Wednesday, August 01, 2012

Blargg and YAY! Estella Society and More!

Wow. This week. Blarrrg.

We're coming up on an extremely busy time of year at work, and this being my first year with the company, it has been super stressful. Things are falling into a groove, though, so hopefully more pleasant days are on the horizon. That's why I've been out of pocket for a few when I really wanted to be here bloggin'!

It looks like the North and South Read-Along is off to a rousing start! Seems like a Twitter conversation breaks out about it every night between 7 and 8:30 Central time. If you want to jump in, feel free to find us at the official read-along hashtag: #NSread. Check in with your questions, comments, or progress. Or you can stop in and heckle us. That works, too.

In other news, I'm reading my second selection for the Estella Society "Genre Cage Match." This one is Secondhand Bride by Linda Lael Miller. I won't give too much away, because you'll really want to see these buggers go head-to-head, but it's my first time reading Miller and at my buddy Shannon's recommendation. I'll let ya know how it all shakes out.
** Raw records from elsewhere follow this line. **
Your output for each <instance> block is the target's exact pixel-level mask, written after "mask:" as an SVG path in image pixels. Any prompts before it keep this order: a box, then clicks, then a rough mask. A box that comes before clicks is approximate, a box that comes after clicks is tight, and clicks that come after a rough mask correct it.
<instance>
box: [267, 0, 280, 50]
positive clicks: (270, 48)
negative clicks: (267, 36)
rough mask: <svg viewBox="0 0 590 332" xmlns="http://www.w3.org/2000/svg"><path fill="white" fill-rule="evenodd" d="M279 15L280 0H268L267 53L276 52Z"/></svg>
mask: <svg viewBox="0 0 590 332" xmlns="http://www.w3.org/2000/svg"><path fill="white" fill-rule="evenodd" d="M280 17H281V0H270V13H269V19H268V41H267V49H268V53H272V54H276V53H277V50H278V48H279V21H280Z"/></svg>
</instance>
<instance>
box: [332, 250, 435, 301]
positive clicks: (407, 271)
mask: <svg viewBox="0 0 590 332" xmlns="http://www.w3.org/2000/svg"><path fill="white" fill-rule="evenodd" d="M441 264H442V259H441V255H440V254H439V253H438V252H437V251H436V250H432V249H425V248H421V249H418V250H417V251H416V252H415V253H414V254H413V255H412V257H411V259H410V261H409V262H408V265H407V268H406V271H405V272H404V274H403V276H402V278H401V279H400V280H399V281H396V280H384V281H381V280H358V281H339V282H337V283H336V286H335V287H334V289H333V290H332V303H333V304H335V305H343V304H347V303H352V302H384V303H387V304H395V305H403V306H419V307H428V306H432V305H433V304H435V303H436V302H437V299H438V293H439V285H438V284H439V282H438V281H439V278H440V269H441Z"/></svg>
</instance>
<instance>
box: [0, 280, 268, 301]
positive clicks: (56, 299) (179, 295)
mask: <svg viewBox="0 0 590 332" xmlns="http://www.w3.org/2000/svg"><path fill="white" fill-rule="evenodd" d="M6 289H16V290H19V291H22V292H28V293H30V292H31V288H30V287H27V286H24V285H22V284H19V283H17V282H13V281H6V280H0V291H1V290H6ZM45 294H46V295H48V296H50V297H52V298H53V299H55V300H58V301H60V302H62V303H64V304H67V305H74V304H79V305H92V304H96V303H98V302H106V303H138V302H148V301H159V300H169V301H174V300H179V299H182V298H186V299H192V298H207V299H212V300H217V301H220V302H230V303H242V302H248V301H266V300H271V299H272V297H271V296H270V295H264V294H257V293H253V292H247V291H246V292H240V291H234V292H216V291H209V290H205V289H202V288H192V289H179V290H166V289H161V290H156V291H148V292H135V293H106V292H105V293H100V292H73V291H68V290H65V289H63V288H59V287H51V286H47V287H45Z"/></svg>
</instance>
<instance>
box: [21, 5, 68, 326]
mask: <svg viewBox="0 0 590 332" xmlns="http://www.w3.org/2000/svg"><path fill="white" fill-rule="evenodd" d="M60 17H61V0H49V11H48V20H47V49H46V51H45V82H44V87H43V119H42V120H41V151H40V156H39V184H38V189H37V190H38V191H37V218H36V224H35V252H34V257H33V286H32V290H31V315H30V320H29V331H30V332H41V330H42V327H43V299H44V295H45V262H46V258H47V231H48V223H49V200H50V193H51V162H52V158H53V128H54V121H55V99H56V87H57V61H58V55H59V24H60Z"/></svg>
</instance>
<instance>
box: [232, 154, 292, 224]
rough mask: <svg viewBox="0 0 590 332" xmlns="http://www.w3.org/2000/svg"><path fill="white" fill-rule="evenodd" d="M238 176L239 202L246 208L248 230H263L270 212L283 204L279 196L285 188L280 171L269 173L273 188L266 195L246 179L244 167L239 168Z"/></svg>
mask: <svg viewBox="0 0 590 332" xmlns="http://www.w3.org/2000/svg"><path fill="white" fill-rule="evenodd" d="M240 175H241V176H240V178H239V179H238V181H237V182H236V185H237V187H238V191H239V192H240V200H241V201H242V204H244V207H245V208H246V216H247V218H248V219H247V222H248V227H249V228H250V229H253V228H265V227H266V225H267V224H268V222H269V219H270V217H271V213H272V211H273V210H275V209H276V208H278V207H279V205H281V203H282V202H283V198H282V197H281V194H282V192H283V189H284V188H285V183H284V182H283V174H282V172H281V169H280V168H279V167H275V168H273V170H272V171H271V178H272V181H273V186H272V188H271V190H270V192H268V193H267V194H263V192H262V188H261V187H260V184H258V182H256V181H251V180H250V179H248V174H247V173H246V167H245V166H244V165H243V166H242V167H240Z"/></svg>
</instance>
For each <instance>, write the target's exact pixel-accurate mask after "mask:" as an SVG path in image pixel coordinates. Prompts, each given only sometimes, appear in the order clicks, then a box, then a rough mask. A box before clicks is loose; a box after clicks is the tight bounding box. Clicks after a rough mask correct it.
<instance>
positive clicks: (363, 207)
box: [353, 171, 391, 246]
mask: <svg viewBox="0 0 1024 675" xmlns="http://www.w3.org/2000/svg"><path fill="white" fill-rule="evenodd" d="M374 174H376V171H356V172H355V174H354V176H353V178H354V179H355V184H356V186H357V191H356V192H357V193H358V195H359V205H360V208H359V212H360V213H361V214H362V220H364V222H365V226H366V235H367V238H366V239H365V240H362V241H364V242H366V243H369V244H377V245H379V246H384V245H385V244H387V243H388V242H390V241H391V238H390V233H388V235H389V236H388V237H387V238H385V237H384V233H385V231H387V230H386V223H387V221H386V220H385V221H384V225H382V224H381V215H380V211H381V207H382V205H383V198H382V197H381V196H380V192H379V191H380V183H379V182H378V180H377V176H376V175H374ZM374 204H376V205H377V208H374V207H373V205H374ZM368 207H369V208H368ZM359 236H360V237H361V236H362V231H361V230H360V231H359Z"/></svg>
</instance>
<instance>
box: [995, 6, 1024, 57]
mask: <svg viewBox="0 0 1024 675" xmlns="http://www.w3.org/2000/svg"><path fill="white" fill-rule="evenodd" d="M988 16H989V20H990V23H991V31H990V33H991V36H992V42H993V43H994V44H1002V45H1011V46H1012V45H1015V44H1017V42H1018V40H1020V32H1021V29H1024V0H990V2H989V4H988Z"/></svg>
On that note, Heather and I have decided to shoot for an August 15th launch of The Estella Society!!! We have about half of the content we need, so if you have ideas you've been pondering, get to writing! Send your reviews of "under the radar" or backlist books, ideas for readalongs and readathons, one-time bookish musings, "book snob" pieces, pics or readerly artwork. We're pretty open to anything you want to share! This is a readerly playground so it should be fun, informative, and freeing to share your thoughts.

We're also plotting some launch giveaways and stuff like that. *nudge nudge*

That's about all that's going on in my world. It seems like I have a growing list of "to be read NOW" books. Partially because of my new book club and in part because there's just a lot of good books circling right now. I'll be back with more about those tomorrow.

What's on your wishlist at the moment?